Sunday, 18 June 2017

9 Stunning Landscapes of Vietnam

At just three percent of the land mass of the United States, what most surprised me during our time in Vietnam was the diversity of the scenery. From white sand beaches and turquoise water to black rock forests and mountains that hug the clouds, here http://gilmour.com/sprinklers are some of the most amazing landscapes we came across.

With a coastline of over 2025 miles, it's no surprise that Vietnam has a ton of beautiful beaches. And when the rest stop during your bus trip looks like this, you don't have much to complain about.
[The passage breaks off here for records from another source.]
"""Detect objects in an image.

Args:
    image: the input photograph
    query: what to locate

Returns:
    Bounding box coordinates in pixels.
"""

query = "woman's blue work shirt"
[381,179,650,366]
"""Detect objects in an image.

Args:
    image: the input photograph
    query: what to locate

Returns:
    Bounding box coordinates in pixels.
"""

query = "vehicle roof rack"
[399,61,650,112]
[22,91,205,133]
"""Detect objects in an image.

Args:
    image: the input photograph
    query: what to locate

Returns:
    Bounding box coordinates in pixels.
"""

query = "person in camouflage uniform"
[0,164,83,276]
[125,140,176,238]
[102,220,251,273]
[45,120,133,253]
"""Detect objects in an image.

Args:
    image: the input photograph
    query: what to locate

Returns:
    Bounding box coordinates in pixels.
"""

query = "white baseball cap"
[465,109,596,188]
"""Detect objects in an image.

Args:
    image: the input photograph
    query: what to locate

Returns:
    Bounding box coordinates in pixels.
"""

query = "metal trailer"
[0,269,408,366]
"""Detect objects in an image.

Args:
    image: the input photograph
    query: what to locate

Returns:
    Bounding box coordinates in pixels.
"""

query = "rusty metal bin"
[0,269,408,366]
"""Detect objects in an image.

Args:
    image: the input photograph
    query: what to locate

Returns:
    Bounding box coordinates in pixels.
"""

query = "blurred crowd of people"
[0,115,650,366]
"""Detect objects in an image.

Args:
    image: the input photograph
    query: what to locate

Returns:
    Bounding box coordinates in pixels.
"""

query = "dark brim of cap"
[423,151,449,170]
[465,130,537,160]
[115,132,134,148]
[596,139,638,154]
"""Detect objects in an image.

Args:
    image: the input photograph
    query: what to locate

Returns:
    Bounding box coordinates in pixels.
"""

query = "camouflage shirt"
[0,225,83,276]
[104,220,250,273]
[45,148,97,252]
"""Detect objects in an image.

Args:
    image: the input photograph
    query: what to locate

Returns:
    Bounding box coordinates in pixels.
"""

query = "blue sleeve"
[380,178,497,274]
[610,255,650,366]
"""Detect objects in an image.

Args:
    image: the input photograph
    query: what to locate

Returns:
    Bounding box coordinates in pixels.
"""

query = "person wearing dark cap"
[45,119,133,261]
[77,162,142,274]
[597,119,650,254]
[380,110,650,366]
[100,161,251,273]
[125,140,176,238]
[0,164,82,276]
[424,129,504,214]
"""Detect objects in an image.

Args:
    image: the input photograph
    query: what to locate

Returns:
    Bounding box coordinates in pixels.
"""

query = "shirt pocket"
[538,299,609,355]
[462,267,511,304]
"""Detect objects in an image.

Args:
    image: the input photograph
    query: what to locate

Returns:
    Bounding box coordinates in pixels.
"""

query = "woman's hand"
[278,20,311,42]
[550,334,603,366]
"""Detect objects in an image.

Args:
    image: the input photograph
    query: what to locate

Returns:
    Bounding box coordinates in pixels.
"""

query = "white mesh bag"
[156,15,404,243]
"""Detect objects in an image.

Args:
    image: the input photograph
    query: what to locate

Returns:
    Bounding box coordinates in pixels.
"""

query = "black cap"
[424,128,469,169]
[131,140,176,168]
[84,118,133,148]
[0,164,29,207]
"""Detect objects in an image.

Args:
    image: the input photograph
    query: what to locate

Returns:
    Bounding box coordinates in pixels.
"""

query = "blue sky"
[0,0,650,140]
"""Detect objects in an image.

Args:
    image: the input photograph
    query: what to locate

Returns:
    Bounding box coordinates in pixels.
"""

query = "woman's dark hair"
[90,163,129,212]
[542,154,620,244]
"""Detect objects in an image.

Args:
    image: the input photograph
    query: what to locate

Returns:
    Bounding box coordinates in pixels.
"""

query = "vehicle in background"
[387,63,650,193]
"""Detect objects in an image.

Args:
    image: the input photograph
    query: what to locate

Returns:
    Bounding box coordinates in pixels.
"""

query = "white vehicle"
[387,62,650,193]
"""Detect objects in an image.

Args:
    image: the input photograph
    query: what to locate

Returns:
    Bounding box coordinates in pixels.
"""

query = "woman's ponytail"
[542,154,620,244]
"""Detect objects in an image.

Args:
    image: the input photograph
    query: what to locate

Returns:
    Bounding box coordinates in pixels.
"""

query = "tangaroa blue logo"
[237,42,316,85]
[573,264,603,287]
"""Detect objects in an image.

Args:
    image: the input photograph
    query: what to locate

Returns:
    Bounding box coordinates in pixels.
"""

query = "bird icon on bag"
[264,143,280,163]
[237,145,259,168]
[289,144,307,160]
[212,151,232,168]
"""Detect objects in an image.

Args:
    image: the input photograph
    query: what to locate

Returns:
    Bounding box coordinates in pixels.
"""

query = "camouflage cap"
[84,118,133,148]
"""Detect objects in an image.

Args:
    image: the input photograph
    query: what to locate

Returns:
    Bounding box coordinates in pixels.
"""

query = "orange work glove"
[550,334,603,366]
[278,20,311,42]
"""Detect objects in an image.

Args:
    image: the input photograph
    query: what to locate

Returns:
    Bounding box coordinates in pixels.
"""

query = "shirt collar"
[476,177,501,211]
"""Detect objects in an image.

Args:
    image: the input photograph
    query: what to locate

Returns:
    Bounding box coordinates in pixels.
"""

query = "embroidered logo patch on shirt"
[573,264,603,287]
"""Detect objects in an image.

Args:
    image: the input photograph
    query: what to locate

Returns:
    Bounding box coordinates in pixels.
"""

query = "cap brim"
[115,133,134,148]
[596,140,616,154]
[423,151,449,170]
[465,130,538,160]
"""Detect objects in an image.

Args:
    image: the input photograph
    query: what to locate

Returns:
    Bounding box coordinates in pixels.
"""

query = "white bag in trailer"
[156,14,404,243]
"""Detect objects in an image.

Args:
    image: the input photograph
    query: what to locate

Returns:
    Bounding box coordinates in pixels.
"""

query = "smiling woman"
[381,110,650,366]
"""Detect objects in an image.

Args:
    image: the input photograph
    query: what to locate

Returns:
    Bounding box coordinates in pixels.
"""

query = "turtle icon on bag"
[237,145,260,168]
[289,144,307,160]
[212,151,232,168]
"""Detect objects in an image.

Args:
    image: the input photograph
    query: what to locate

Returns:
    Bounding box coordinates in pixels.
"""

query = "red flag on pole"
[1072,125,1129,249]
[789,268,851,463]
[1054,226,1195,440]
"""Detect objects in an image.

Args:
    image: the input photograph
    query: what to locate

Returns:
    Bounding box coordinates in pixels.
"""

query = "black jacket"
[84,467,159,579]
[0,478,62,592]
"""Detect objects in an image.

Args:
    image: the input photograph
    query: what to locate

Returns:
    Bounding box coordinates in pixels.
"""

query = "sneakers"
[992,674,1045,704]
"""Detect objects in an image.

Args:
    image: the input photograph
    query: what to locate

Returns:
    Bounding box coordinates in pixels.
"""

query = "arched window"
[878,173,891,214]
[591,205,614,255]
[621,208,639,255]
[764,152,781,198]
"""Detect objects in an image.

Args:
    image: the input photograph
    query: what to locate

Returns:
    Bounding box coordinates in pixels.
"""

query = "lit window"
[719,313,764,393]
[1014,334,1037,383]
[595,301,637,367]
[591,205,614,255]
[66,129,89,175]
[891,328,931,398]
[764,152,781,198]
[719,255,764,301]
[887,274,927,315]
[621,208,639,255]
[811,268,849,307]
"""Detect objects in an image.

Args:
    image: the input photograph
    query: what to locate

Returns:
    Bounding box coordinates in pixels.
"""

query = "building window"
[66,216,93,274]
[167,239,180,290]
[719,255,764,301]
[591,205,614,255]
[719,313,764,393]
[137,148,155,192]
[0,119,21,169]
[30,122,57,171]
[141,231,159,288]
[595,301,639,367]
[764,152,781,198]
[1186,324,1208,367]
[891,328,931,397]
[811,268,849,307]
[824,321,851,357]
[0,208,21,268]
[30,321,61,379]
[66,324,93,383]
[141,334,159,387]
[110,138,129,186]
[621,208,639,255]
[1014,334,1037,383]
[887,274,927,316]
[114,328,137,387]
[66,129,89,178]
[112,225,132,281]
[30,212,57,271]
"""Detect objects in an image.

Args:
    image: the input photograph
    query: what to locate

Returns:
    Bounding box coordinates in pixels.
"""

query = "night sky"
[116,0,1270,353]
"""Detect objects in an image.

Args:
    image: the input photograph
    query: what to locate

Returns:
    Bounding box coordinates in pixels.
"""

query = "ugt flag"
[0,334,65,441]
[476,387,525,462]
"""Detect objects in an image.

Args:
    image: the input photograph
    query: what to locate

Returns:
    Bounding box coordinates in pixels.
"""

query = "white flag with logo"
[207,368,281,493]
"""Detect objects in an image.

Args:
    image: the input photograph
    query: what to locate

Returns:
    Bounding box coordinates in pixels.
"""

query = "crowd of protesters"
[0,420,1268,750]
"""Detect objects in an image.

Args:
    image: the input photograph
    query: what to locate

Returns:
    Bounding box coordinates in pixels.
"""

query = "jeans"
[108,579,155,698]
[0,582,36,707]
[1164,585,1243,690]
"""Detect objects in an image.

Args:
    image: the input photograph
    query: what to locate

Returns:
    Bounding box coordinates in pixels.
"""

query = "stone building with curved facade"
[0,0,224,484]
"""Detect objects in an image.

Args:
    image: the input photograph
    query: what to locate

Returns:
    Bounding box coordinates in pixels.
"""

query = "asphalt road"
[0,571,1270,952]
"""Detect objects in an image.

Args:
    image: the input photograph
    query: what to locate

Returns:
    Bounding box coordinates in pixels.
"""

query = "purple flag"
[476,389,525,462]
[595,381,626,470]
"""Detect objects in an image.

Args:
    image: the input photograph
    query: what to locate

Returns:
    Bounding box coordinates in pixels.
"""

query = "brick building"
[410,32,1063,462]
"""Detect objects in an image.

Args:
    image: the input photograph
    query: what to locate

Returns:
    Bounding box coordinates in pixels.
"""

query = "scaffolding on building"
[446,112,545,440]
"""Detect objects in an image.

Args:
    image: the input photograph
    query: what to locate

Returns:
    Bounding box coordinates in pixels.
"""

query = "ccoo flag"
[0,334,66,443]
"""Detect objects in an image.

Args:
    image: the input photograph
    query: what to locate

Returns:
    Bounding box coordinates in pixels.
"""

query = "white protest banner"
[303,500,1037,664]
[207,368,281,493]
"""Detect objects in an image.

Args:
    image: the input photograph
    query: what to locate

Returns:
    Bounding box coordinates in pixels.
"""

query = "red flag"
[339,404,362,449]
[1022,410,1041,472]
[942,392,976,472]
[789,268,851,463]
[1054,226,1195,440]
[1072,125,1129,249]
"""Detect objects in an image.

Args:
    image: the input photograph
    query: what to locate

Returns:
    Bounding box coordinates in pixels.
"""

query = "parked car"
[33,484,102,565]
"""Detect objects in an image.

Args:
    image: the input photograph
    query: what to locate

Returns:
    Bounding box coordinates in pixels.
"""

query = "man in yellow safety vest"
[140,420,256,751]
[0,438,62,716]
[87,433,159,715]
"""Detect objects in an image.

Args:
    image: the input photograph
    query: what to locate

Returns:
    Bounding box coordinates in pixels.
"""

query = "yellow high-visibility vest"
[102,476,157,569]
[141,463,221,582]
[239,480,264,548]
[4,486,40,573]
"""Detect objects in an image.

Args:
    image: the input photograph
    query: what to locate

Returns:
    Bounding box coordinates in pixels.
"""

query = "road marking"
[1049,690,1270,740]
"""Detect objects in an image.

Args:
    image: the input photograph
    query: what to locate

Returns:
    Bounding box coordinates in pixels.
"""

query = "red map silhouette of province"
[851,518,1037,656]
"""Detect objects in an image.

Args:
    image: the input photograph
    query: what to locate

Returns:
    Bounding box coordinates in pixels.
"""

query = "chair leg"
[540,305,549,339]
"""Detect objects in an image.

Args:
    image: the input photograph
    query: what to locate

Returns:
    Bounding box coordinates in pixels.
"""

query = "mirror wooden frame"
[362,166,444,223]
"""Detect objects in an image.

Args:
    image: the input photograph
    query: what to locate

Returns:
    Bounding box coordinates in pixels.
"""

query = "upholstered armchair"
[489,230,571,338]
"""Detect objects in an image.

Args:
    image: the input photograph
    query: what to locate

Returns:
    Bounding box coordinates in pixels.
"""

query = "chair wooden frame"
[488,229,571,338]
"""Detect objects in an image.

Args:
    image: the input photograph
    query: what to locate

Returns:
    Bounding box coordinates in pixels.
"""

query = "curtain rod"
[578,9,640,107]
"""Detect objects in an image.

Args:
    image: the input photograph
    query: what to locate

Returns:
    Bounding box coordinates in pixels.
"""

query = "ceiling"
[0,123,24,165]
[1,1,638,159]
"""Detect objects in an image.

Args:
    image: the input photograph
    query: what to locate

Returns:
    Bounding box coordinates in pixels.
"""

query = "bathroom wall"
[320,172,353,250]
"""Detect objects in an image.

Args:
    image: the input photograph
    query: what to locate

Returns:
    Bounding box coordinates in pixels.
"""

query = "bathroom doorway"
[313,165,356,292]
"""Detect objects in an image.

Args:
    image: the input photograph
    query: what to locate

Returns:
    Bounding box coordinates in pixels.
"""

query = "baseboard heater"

rest stops in Vietnam are sometimes on beautiful beaches

The biggest beach destination in Vietnam is likely the town of Nha Trang, which boasts all day boat tours and all night parties. If you're missing Miami while in SE Asia, this is the closest we found. The beach in the main tow n is pretty nice, but the offshore islands are where you want to head if you're looking to snorkel or dive. With perfect visibility, good quality coral, and thousands of multicolored fish flitting about, having a great day is easy, especially since the all day island-hopping tour costs approximately $6.

great beach for snorkeling near Nha Trang

But Vietnam's coastline isn't all sparkling white sand and clear blue water. Our favorite coastal landscape was the sand dunes around Mui Ne, which come in both red and white varieties. Whether you Sprinkler System jump, run, or slide, it's hard not to let the beauty of the dunes overwhelm you. Stretching for what seems like miles, the dunes are something you'd expect to find in Africa. Instead, they're here, only a few minutes away from one of the best plac es in the world to learn to kitesurf.

red sand dunes of Mui Ne

Most countries with a coastline have beaches, but they don't all have rice terraces, especially ones that look like this.

rice terraces of Sapa

The terraces in Sapa were carved over two thousand years ago by hand and are still inhabited primarily by the Black Hmong tribespeople. These mountain dwellers live off the land, planting and harvesting rice year in and year out in order to sustain their families.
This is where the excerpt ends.